The leadership at OSDMA realises that gender equality and inclusion are crucial to building a disaster resilient society and this can be accomplished only through equality of access to resources and inclusive decision making, planning and implementation of programmes, projects and activities. The state’s leading disaster management body recognises that the path towards strengthening gender equality must also necessarily take into account gender diversity and intersectionality, i.e., inequalities resulting from all other forms of embedded discrimination.

OSDMA is now aiming for a gender-sensitive approach to disaster management and building risk resilience. A “Gender and Inclusion Policy” in the making will guide and steer a process, which will support the Sustainable Development Goals and National and State Disaster Management Plans, while building a disaster resilient Odisha.

It recognises that it is crucial to address underlying vulnerabilities and their root causes for building long-term and sustainable resilience. OSDMA realises that women and sexual minorities, who are among the most vulnerable, should not be seen as mere beneficiaries but as partners with recognised and mandated spaces at all levels, including governance, policy formulation, project planning and monitoring from state to village.

The OSDMA is going big on gender equity in disaster management. The inclusion of women and harnessing the immense potential that they hold in boosting the state’s disaster risk reduction activities remain the eventual goal. The objective of the pilot project for mainstreaming gender in disaster risk reduction is to keep women and girls at the centre of risk reduction plans.

Girls Take Charge 

Seventeen-year-old K Neelaveni is besotted with Telugu film actor, producer and entrepreneur Ram Charan. She has watched his movie Orange over 30 times, she says proudly. “Call me R.C. Neela,” she insists, eager to make her own association with the actor. A year ago, Neelaveni would have been unrecognisable, being the shy and hesitant girl that she was back then. Today, she comes across as a confident and outspoken girl due to her engagement with the UNFPA team.

Her village, Baxipalli, abuts the sea. That is where her father goes out daily with his group of four in a small dingy boat. He sells his catch in the villages farther away from the sea. When this reporter met Neelaveni, her father’s group had left for Kerala, while other able-bodied males had left for Tamil Nadu, Andhra Pradesh or Maharashtra in search of work.

“I now know that to be able to save others, I need to first care for myself. I need to save myself,” Neelaveni says, matter-of-factly, with an expression that speaks volumes of the determination to be helpful to herself and her community.

Her friend, 19-year-old Janangi Soni, echoes a similar sentiment. “Now we know how to help others. We will not be able to achieve anything if we cower. We girls need this training. This has helped all girls to come out of their limitations,” she says.

Soni points out that the girls never left home earlier. However, when they started going for trainings, she met girls from the neighbouring village whom she had never met earlier.

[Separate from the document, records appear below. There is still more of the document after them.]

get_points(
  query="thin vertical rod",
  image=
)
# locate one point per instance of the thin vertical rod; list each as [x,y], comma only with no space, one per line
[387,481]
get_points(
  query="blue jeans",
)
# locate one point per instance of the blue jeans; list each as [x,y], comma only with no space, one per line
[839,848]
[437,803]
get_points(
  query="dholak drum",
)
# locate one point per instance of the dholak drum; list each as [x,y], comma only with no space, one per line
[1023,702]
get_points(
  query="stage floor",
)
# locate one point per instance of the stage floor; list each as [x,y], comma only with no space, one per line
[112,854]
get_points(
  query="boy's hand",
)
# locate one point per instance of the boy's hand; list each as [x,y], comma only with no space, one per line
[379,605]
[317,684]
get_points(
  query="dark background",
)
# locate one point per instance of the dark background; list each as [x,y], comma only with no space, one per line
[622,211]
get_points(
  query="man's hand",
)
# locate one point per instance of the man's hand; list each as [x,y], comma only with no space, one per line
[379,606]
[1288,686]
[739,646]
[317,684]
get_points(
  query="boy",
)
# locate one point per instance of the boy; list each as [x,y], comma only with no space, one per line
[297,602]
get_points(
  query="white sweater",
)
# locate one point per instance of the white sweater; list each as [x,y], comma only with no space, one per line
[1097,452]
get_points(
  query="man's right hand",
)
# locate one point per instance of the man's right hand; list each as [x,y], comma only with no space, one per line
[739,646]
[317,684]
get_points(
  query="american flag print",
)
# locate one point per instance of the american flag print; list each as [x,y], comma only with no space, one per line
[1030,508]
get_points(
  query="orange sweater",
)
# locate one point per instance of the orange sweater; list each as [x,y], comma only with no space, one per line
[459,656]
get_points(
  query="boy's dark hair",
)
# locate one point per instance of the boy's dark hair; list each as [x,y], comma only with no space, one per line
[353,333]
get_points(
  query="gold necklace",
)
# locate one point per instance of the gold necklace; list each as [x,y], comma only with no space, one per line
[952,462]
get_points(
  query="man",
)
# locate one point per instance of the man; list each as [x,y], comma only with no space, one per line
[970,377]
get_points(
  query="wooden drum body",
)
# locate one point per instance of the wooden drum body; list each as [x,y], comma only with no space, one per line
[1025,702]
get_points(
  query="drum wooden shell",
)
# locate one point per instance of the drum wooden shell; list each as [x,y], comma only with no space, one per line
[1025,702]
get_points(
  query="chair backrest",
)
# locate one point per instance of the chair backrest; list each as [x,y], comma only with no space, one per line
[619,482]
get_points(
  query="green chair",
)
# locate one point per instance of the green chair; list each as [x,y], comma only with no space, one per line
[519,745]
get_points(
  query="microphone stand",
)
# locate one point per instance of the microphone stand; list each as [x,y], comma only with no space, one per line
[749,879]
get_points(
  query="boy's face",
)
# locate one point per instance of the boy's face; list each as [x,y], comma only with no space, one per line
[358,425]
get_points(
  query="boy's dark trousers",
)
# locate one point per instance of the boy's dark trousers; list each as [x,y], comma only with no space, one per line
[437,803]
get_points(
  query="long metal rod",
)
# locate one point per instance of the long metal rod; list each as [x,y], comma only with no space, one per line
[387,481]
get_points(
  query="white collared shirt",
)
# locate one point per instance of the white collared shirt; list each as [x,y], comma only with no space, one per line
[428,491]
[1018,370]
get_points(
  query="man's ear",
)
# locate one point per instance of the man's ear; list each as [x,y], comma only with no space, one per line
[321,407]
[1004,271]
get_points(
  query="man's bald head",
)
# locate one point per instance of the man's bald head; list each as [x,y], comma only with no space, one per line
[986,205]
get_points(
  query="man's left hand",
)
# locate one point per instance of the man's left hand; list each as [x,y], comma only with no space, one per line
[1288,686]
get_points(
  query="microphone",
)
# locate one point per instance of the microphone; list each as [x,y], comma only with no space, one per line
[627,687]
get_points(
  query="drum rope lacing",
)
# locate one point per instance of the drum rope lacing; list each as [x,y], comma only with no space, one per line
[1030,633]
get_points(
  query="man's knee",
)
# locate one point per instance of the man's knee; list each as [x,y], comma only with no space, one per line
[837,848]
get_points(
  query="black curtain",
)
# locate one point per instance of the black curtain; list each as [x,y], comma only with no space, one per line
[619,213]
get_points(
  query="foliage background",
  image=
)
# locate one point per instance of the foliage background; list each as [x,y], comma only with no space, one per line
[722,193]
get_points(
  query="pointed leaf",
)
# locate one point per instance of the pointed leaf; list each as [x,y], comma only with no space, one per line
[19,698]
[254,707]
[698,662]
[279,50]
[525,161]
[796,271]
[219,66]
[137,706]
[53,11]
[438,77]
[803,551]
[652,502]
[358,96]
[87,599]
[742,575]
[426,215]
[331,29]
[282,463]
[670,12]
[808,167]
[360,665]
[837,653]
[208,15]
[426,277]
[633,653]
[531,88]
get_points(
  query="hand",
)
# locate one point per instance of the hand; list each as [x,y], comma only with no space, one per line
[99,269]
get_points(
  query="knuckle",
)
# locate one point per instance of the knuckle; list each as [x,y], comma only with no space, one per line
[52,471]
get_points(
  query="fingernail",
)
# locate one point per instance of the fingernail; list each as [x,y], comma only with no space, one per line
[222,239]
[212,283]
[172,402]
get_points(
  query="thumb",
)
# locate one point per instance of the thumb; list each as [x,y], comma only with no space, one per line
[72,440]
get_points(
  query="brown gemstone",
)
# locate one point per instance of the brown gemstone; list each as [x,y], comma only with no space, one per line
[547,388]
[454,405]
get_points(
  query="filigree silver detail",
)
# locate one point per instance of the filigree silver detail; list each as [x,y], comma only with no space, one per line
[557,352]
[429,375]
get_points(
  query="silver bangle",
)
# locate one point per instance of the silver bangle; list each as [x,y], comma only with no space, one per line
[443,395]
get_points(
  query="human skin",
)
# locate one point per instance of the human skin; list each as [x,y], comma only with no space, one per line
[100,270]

Each one of the girls this reporter spoke with admitted that they lacked the confidence to speak to an outsider earlier. Following the training, they have not only become confident but can also talk to outsiders, which, they realise, will be a prerequisite when they are on search-and-rescue missions.

The village sarpanch, A Narasimhulu, a retired army man, says the young volunteers’ enthusiasm reflects a refreshing change from the conventional mindset of the villagers. “Earlier, I used to think that the women were hesitant to come out. But I can see how training has given the girls the confidence that they too can do what boys can. It has also improved their stamina,” he says.